The door opened before he touched it; he stopped with his fist poised in the air, and the globe of time rushed inward until it was a single brilliant point of light, and again he was in the center of it, though all he could hear now was the drum of blood in his ears. “Oh,” he said, “well,” and dropped his hand.
“It’s about time you got here,” Aunt Vassar said. “Mind that hole in the porch.”
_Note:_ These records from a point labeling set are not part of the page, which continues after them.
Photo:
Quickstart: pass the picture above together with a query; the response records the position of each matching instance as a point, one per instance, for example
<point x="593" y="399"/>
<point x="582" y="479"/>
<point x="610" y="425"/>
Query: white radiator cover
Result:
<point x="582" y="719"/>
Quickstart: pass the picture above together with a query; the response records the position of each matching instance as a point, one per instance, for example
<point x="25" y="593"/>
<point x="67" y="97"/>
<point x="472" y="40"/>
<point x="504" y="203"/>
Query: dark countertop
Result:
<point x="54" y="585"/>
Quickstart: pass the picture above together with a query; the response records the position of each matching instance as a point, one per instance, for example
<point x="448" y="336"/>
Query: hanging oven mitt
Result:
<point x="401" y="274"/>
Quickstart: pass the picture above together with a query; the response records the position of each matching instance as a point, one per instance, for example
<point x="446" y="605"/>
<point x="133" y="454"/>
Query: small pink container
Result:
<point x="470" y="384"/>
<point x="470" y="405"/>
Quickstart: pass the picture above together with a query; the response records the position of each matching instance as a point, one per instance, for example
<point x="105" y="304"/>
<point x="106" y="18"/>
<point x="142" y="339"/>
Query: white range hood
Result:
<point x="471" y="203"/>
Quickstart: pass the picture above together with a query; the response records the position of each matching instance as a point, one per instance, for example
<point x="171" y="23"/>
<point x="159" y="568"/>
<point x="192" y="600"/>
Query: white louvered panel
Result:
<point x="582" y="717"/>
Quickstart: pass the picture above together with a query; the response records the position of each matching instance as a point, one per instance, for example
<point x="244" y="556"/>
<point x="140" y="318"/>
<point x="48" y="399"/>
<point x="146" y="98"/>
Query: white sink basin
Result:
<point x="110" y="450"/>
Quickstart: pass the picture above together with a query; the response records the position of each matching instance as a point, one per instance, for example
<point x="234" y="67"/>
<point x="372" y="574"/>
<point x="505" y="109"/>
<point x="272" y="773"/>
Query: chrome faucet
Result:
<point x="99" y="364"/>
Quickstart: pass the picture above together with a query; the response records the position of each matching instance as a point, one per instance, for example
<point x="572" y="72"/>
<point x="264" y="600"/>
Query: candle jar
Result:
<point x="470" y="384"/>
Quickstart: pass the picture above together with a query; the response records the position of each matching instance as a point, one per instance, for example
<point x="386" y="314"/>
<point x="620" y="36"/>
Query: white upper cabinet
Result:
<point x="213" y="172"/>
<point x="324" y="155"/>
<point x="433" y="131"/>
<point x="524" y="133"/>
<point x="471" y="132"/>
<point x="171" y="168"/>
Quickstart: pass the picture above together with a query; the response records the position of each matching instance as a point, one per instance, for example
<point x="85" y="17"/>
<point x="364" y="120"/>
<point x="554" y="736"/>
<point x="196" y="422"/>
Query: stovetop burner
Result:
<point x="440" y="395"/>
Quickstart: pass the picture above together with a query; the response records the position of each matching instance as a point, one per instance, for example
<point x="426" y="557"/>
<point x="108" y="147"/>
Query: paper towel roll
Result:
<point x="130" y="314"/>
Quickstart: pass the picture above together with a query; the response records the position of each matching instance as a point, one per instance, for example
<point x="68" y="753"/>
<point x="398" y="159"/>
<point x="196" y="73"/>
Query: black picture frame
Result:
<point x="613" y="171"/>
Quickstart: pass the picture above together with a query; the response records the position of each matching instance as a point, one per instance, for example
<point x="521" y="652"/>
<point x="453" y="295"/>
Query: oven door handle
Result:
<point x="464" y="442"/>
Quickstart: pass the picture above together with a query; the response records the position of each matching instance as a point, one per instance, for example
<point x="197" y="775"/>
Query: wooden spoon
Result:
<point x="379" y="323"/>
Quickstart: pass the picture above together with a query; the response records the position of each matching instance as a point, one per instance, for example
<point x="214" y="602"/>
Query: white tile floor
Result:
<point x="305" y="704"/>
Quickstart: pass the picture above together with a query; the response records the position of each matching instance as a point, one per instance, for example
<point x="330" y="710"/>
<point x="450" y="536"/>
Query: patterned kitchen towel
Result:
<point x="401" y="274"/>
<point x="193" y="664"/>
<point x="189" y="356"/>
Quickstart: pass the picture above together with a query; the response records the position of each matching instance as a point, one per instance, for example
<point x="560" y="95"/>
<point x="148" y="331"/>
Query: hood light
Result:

NOTHING ELSE IN the world was so interesting to young Alex Rhea as the weather. Worms were good—the yard was full of them now, and he poked and prodded them and gathered them in clumps. Ants had their charm, and birds’ nests, and the dark, mysterious things he believed dwelt in the upper rooms of old Mister Carter’s house. But nothing held his attention like the weather, that garment that the world changed at will—violent and sweet and illogical, but always present, always inescapable.
He had loved the passage of the storm, though it scared him some, too. He’d watched from the safety of the enormous bed in which his sister slept, peering out from a part in the curtains at the tall windows of the upper bedroom. Framed in the window light was the glorious rain, dropping straight down and heavy at first, then slanting in the gusts and hammering at the windowpanes until he feared they would break, and the wind howling and thrashing among th
e oaks, and the thunder drumming, and how the lightning did crack and flicker against the rattling glass. Then a moment when it all turned, and the rain settled into a steady percussion, going gentler and gentler, and the thunder murmuring farther away, and the lightning seemed to be looking back over its shoulder as it passed eastward—and then the sun. Inexplicably, as if it had never left at all, the sun spread itself over the dripping trees and the silver-puddled yard, bringing steam from the grass and lighting the birds that shivered their feathers in the branches. He could go out then, and breathe the electric air, and ponder the worms that writhed in the sweet sunlight, and still, way off beyond the eastern hills, the thunder grumbled, reluctant to leave but leaving anyhow because God said it had to. Alex wondered if everybody had weather. If the yankees had it.
The boy was down by the road, studying the wiggletails in the ditch water, when Old Hundred-and-Eleven appeared. The man had his breeches rolled up and was lifting his feet high, like a crane. His feet made a squelching sound in the mud. Alex watched him nervously; he was never sure about this ghostly fellow with his pink eyes. “Hey, Mister Eleven,” he said.
“Lord God Jehovah,” said the old man. He was breathing hard, and the sweat was streaming down his face. “Ere Miss Morgan to home, pray? Please say she is.”
“Yes, sir,” said the boy. “She is yonder in the back yard, lookin for the cat. He run off yesterday. She won’t find him, though. You can’t hardly—”
“Rah!” said the old man. “Never mind the cat, no offense. Will ye go and fetch her? She must save me from a cruel fate undeserved. Say you will.”
“Why, surely,” said the boy, and turned and ran for the back yard.